Audio By Carbonatix
"Before the sixties our river was producing hydro electricity for the mining company so the people of Prestea did not rely on the national grid".
That’s a description by a resident of the Western Region mining town of the once beautiful story of one of Ghana’s largest water basins – River Ankobra.
It was the pride of the people. Taking its source from North East of Wiawso, the river snakes its way 190 kilometers southwards into the Gulf of Guinea.
For communities along its banks, River Ankobra was the source of livelihood for many people.
Large quantities of fish from the once clean and aquatic habitat provided income to fishermen and all those in the distribution chain.
“People living close to the river were using it to bathe, others got their daily bread from it because people were fishing in it. At the time the water was clean”, another resident explained to me.
The good old days are gone, and in the last fifteen years or more, things have gone bad, and they are getting worse by the day, with the attendant health risk.
The banks of River Ankobra in the Prestea Area in the Western Region have become a business hub for illegal miners whose activities cause pollution.
Ironically, locals appear not only apathetic but are contributing to the destruction as hundreds wash raw dust into refined gold in their most precious resource – the river.
Nimfahene of Prestea-Hemang Traditional Area, Nana Tikol the second, laments, “there have been these small scale miners all over the river so this contaminated water we see here is due to the activities of the galamsey operators’’.
Now looking brownish and milky, water in the Ankobara has lost its potential, having been reduced only to a gold- washing agent here in the Prestea-Huni Valley District.
Illegal miners, mostly from outside the community , have erected make-shift wooden structures close to the Ankobra River where they pump water to process gold ore.
Waste water goes back into the river, polluting it further. Unfortunately, most of the streams which run into Ankobra River have also been polluted so they all bring their dirty water into it.

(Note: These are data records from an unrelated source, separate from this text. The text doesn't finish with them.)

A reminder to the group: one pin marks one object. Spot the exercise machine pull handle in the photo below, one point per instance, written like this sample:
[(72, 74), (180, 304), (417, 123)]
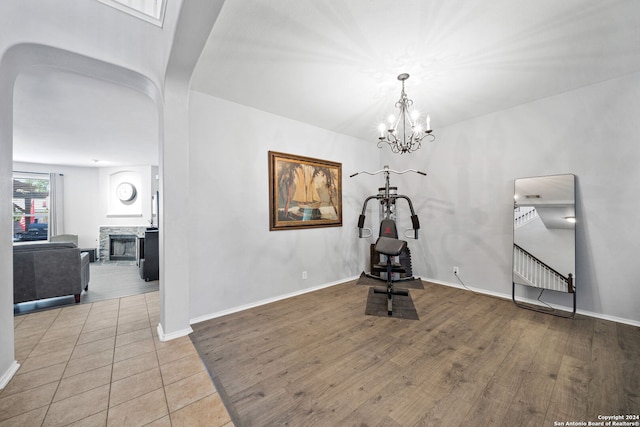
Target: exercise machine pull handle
[(365, 233), (362, 229), (411, 233)]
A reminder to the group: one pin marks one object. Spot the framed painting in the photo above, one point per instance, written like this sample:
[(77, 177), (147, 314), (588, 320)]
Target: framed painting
[(304, 192)]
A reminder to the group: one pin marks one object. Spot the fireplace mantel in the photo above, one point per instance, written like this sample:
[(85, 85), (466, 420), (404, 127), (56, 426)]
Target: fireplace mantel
[(117, 230)]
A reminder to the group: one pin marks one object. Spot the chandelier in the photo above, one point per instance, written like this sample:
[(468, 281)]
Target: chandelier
[(404, 132)]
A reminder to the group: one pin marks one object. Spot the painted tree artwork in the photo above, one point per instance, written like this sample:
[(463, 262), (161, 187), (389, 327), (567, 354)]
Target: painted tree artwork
[(304, 192)]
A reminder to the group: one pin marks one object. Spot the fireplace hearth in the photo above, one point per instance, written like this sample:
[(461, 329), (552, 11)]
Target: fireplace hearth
[(119, 242), (123, 247)]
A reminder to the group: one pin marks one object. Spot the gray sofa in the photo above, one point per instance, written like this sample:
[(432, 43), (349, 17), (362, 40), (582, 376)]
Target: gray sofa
[(47, 270)]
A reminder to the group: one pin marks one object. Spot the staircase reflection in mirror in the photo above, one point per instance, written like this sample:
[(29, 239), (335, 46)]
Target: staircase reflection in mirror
[(544, 240)]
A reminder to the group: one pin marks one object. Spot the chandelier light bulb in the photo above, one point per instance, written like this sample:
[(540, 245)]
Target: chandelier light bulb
[(391, 119), (403, 135)]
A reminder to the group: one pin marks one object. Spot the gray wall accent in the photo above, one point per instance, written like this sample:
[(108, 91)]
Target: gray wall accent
[(466, 202)]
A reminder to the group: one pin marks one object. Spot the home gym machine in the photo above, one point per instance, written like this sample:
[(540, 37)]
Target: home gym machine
[(397, 260)]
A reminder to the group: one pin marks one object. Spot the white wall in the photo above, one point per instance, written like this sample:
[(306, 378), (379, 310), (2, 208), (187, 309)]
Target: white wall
[(81, 197), (466, 202), (112, 211), (87, 196), (234, 259)]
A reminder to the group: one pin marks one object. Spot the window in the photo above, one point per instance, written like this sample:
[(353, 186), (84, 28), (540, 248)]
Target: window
[(31, 204)]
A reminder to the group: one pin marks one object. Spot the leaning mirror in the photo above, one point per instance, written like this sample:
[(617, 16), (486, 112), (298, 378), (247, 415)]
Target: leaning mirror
[(544, 238)]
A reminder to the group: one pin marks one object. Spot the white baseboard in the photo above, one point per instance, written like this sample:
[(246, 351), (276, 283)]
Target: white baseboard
[(6, 377), (267, 301), (173, 335), (439, 282), (536, 302)]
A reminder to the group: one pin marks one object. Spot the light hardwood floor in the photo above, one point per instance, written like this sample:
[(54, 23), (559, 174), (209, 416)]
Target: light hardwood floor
[(316, 359)]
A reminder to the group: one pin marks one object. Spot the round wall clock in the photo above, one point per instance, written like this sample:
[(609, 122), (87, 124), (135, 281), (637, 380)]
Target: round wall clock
[(126, 191)]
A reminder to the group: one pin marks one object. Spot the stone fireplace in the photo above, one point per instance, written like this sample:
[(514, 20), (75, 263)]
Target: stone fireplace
[(118, 243)]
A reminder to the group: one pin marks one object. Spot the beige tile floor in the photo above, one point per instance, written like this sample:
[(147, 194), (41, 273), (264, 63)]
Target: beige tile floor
[(102, 364)]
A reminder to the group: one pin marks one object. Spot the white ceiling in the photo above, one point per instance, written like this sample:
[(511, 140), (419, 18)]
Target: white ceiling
[(334, 64)]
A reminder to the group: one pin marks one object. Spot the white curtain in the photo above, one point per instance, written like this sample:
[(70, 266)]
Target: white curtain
[(56, 204)]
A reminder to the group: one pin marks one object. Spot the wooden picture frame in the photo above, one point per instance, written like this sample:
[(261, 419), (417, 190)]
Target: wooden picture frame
[(304, 192)]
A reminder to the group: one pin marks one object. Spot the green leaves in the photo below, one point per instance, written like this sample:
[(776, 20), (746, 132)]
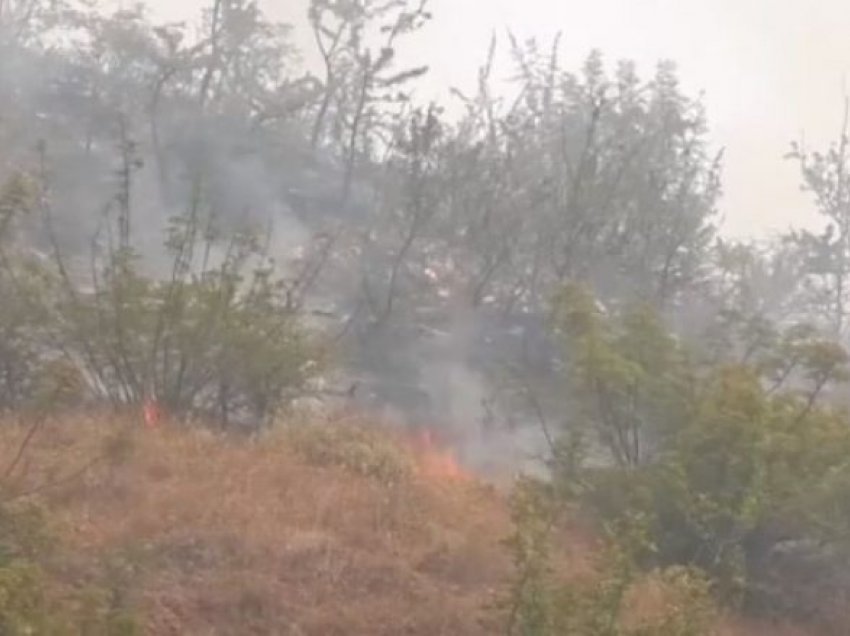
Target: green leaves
[(738, 451)]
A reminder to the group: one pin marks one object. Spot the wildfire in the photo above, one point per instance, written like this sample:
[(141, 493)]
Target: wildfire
[(435, 462)]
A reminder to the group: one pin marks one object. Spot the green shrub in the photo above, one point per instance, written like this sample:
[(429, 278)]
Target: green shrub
[(355, 448)]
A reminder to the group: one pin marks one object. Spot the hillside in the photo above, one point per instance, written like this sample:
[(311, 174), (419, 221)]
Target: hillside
[(307, 531)]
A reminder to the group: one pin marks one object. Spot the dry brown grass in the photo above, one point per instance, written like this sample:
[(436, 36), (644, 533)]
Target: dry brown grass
[(228, 536)]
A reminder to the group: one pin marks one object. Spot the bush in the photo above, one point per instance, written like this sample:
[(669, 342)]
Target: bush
[(545, 602), (369, 453)]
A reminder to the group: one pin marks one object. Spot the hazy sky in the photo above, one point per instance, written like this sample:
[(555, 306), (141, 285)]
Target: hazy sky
[(772, 71)]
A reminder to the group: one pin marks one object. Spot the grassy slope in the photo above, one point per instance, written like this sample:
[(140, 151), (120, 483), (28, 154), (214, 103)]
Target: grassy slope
[(215, 536)]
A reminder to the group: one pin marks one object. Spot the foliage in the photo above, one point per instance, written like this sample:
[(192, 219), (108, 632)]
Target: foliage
[(602, 603), (355, 448), (31, 599)]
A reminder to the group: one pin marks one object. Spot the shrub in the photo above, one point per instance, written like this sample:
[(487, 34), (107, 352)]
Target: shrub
[(355, 448)]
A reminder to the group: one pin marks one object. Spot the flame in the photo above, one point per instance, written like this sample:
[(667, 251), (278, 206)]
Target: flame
[(437, 463)]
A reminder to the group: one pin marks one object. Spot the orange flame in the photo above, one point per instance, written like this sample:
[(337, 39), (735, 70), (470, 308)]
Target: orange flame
[(438, 463), (151, 413)]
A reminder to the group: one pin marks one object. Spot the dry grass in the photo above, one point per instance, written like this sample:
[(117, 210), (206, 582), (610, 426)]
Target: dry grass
[(224, 536)]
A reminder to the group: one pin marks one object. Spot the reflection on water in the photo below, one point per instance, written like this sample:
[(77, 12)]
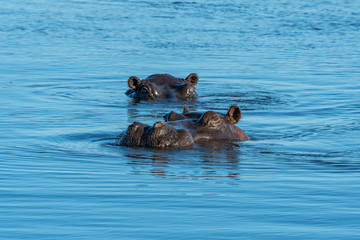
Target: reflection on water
[(291, 66), (206, 160)]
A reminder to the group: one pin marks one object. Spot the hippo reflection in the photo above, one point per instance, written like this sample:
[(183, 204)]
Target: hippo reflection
[(183, 130), (163, 86)]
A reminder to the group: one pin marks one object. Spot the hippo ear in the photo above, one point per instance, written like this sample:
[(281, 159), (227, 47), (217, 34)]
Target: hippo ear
[(185, 109), (234, 114), (134, 82), (192, 78)]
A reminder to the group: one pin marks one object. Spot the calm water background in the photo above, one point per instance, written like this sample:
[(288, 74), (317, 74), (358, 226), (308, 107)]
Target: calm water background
[(292, 66)]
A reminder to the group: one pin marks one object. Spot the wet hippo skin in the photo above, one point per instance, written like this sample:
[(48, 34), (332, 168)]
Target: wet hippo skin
[(163, 86), (183, 130), (209, 125)]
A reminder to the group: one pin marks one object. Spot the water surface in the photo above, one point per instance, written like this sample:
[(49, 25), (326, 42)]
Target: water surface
[(292, 67)]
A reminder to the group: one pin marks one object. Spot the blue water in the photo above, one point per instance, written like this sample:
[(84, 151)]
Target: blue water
[(293, 67)]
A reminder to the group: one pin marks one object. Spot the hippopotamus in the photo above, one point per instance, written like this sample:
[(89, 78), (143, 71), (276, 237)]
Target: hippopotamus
[(160, 135), (209, 125), (183, 130), (163, 86)]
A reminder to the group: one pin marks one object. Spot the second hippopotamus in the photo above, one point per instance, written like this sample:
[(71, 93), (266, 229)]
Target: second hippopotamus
[(183, 130), (163, 86)]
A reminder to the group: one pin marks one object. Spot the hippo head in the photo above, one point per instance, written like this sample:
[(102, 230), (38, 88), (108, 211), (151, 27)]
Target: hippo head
[(162, 86), (163, 135), (212, 125), (145, 90), (209, 125), (160, 135)]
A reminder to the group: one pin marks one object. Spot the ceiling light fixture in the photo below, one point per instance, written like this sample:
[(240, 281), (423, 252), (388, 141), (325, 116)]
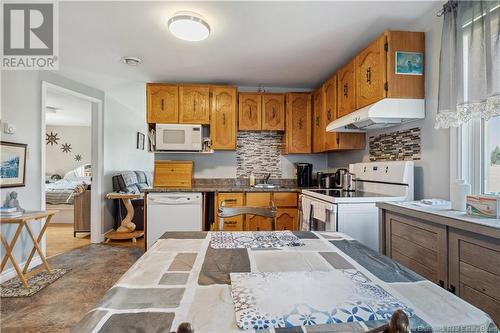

“Until small scale mining became popular that people started to extract gold from it, and as they extract and wash in it the water became dirty,” says Dominic Nyame, a resident and ex-miner.
A recent report submitted to the Water Resources Commission by the Water Research Institute on Groundwater Inventory and Hydro-geological Assessment on the Ankobra River Basin indicated that there are traces of metal in the groundwater within the basin. This poses a risk to human health.
The report further reveals that there are about 293 boreholes drilled in the basin.
Prestea is one of the communities that currently rely on bore-holes drilled from the basin as a source of drinking water, with the attendant health risks.
According to the report, 57 per cent of households depend on boreholes and wells.
“This one is not dirty water, it is Ankobra-if you use it to wash the gold you see the gold clean (it becomes clearer)”, a miner explains the preference for water from River Ankobra in the washing of gold dust.
The business at the hub employs persons across ages, without discrimination.
Nana Danse is a 16-year old school drop-out. He has been working as aide to galamsey operators for four years.
He couldn’t continue schooling because he is considered ‘block-headed’, besides inability of his parents to afford the cost of educating him.
“It has helped me. I don’t go to school anymore because I am dumb; I couldn’t get anything the teacher taught in class. I was last all the time. I figured school is not my thing,” he concluded.
According to him, the work has helped him because he can survive and manage problems in the house. “I can support my family,” he emphasizes.
“So far, I don’t need to wait for the end of the month to get enough money. I can get between Gh¢20 and Gh¢50 in a day. When I get that I go home. This work has helped me,” he added.
Meet 60- year-old Agya Kofi Baah, a watchman. He washes and extracts gold from ore as a part-time job.
Before joining the business, the old-man sold second-hand clothing in Kumasi. He lost his day’s sales and entire investment one evening on his way home.
Armed robbers attacked and robbed him of Gh¢15,000 cedis, a situation that compelled him to travel to Prestea for greener pastures.
Agya Baah tells me business is good. “This short period I have made more than a hundred million Ghana cedis.I bought a land for about Gh¢37 million. Just two weeks ago, I paid for 3,000 blocks and 40 bags of cement from this business.”
All these Agya Baah has been able to accomplish within a little over eight months.
Nana Danse and Agya Kofi Baah are among many labourers who, together with their masters, are destroying such an important natural resource for their survival.
Until drastic action is taken to halt the wanton destruction, River Ankobra will eventually become history.